O cotidiano às vezes mudava. Nesse dia havia o passeio de barco que
raramente os dois faziam. Talvez pudesse ser uma oportunidade, uma forma dos
dois estarem mais juntos. É necessário jogar-se ao mar para descubrir-se.
- Fernando, me
diga uma coisa.
- Sim, se quiser
duas…
- O que você
pensa em fazer quando terminar a universidade?
- Ah – respondeu
com ar de surpresa – ainda não sei Hélio. Talvez uma especialização em
oceanografia. Gosto muito do mar, você sabe.
- Sei e isso me
espanta.
O sorriso brotou no rosto de Fernando e Hélio sabia que a paixão
pela biologia e pelo mar eram notáveis em seu companheiro.
- Veja, Nando,
tenho que lhe confessar. Estou cansado de tudo.
- De tudo? De
tudo o quê? – Enquanto Hélio guiava o barco, Fernando o abraçou por trás e as
quatro mãos guiavam juntas o timão. E recostado no ombro de Hélio, Fernando
perguntou: - cansado de mim, meu amado?
- Também –
secamente respondeu Hélio – sempre estou ao seu lado, mas às vezes é como se eu
não estivesse. Você me olha e sinto como que sou um fantasma. Como se eu fosse
invisível.
- Ora, meu
querido, não fale assim. Não é verdade. Reconheço que algumas vezes sou
displicente, mas, meu anjo, vou terminar o curso e me dedicarei a você.
- Não, Fernando,
você seguirá seu caminho. Talvez encontre alguém a sua altura, né?

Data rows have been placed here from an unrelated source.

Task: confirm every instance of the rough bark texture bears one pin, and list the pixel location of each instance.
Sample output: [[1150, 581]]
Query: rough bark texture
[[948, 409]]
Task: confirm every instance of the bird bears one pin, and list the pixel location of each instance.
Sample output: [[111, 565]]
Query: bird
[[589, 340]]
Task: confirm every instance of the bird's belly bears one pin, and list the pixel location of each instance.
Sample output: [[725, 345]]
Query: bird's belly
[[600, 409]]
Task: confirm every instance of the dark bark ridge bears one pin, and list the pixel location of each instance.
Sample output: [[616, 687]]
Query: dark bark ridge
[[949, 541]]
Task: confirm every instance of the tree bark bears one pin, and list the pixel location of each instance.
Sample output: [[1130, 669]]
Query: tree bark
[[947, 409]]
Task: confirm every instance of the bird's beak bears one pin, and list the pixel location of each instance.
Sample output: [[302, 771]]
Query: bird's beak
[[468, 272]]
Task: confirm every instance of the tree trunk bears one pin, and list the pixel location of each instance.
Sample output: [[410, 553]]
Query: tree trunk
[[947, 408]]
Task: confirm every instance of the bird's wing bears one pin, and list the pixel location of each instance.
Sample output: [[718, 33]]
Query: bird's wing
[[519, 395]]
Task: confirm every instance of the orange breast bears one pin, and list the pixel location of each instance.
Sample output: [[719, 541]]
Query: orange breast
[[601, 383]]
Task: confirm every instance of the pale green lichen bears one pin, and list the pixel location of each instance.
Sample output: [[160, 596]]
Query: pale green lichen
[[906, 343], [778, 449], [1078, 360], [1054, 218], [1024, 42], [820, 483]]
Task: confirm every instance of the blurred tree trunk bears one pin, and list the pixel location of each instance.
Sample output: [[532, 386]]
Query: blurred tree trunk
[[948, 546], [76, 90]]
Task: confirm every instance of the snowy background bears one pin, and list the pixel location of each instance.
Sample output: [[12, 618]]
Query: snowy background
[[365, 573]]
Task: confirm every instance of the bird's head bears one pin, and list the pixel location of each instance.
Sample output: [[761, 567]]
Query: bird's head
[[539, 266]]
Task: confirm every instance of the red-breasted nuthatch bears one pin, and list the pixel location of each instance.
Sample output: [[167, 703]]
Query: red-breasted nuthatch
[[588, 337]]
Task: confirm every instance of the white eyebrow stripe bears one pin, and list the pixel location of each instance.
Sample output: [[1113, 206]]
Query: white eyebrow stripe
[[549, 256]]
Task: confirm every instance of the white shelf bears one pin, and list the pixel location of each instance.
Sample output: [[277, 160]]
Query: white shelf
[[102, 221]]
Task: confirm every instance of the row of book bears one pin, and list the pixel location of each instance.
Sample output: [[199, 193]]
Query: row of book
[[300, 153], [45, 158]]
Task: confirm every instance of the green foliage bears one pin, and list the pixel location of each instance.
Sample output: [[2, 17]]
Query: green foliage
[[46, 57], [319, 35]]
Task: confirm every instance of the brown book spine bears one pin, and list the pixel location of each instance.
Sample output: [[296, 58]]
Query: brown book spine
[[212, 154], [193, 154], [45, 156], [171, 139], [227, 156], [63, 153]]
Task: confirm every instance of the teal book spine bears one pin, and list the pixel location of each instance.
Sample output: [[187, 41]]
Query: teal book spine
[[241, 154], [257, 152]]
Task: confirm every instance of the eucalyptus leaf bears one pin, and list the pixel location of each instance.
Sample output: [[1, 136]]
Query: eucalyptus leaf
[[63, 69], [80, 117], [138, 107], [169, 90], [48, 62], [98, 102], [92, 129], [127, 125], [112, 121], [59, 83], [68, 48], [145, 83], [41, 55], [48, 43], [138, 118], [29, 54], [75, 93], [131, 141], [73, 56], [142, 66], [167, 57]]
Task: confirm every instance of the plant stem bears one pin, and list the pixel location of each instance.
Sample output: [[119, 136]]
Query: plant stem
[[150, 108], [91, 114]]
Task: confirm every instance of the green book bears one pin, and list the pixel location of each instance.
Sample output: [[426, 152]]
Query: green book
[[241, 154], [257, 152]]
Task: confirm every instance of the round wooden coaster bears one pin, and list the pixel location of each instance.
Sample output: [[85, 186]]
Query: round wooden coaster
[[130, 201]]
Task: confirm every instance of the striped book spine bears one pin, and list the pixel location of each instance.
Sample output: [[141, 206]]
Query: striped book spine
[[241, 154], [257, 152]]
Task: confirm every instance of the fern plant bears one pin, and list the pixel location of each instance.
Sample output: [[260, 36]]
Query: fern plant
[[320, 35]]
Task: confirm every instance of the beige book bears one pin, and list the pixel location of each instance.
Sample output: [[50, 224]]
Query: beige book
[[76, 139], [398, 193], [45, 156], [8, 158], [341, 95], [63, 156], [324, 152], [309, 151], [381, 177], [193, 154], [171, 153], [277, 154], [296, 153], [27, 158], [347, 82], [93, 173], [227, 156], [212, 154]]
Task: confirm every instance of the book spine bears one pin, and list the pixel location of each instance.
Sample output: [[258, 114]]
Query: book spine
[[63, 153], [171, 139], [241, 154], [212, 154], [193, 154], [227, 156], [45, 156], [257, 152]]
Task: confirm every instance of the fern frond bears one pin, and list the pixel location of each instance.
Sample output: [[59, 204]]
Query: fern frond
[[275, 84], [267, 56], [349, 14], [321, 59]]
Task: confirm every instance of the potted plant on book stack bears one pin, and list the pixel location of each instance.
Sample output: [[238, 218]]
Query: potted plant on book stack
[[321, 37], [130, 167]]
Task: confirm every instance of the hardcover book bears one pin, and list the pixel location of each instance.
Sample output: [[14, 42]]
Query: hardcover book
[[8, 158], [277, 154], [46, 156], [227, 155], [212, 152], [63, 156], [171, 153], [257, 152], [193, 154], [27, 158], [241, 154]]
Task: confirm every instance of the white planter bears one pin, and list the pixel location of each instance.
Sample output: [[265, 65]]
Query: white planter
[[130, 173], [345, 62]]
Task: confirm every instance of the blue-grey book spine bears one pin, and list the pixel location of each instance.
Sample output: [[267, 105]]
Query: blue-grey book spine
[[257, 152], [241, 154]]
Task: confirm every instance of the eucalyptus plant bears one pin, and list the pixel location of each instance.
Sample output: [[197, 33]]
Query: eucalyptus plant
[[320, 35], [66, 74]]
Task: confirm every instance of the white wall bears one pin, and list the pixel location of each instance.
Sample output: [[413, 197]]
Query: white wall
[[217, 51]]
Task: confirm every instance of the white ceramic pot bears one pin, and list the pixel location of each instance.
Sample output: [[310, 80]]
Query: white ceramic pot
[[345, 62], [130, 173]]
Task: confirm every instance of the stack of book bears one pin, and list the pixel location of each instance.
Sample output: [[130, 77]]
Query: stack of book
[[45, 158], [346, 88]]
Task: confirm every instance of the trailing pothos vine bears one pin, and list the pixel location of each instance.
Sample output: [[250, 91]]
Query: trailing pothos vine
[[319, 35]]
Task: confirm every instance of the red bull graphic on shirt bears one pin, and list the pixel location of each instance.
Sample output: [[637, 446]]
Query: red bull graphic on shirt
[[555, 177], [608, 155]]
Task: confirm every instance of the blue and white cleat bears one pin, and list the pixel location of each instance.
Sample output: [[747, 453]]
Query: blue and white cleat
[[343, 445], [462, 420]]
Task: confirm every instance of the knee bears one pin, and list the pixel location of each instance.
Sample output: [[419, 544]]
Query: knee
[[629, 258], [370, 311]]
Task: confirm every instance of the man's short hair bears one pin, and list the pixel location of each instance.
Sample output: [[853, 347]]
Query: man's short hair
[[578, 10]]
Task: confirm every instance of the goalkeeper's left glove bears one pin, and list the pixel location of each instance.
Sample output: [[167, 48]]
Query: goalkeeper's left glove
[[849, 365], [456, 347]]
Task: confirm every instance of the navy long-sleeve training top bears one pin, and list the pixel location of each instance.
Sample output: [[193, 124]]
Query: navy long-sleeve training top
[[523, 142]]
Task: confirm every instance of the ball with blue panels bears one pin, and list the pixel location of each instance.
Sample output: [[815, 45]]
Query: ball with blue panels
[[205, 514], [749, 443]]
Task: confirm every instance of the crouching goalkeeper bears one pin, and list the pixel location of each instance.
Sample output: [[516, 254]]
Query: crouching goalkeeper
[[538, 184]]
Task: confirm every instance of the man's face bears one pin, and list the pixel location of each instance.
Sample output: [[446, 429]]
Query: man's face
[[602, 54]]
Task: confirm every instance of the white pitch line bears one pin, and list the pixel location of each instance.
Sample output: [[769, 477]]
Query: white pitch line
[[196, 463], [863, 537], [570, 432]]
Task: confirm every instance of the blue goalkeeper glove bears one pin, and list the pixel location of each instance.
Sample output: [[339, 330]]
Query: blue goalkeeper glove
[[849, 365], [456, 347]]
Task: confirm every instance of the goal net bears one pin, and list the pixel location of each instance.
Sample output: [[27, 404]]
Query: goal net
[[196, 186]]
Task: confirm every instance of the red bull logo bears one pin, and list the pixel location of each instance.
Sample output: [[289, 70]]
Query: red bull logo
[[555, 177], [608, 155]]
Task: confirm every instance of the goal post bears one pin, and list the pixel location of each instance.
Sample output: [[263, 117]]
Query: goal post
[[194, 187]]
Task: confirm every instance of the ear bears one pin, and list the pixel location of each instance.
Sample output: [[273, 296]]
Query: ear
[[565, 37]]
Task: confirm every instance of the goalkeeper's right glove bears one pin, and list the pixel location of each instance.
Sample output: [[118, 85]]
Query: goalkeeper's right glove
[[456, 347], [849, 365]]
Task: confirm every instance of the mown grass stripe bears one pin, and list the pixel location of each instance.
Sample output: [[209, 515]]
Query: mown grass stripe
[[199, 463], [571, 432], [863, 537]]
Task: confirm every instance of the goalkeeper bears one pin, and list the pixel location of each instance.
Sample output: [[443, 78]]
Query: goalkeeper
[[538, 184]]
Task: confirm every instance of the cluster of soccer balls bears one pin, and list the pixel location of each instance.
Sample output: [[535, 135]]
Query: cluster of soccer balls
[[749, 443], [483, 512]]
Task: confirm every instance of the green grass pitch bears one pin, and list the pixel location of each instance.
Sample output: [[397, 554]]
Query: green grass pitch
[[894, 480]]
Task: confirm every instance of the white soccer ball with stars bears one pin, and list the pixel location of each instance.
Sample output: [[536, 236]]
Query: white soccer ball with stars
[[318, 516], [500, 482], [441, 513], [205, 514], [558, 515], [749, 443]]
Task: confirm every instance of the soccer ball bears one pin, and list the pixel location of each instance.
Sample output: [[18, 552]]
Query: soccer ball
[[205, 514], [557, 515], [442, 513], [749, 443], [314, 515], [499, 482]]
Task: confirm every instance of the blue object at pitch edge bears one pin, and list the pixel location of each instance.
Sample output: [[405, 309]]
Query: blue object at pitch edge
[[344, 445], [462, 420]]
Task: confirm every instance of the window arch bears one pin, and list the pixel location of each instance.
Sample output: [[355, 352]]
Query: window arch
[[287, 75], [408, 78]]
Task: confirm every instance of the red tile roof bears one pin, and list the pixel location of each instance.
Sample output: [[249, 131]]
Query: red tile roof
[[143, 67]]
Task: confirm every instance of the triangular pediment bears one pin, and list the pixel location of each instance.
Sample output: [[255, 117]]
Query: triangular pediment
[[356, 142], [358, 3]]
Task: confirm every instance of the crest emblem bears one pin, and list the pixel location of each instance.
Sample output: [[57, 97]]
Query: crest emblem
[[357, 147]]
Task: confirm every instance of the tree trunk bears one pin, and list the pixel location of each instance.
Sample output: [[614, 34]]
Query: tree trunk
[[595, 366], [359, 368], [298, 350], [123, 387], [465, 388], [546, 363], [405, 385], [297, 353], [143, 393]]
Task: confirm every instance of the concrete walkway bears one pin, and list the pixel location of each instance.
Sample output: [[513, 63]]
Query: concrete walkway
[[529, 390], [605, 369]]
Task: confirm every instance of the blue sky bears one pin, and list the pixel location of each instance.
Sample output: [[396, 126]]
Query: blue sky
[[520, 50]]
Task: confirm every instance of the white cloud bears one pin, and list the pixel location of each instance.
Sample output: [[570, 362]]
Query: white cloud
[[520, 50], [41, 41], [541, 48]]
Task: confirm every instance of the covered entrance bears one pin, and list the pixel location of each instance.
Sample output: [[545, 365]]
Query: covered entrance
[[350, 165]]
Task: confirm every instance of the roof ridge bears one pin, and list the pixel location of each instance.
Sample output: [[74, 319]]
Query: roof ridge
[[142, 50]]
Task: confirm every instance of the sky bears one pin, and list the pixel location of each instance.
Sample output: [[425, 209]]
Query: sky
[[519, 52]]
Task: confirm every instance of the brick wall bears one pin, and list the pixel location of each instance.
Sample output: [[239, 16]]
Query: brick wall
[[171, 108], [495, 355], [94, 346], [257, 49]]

Eu um reles
pescador. Nascido e criado nessa praia. Acostumado a fazer redes, pescar,
vender peixes na peixaria de meu pai. Não tenho vocação para estudo. Não sirvo
para estar ao seu lado.
- Não é isso,
meu querido, você é o homem mais inteligente que conheci. Veja esse mar. Você o
domina. Você é filho dele. Tudo em sua vida, amado Hélio, é força, vitalidade.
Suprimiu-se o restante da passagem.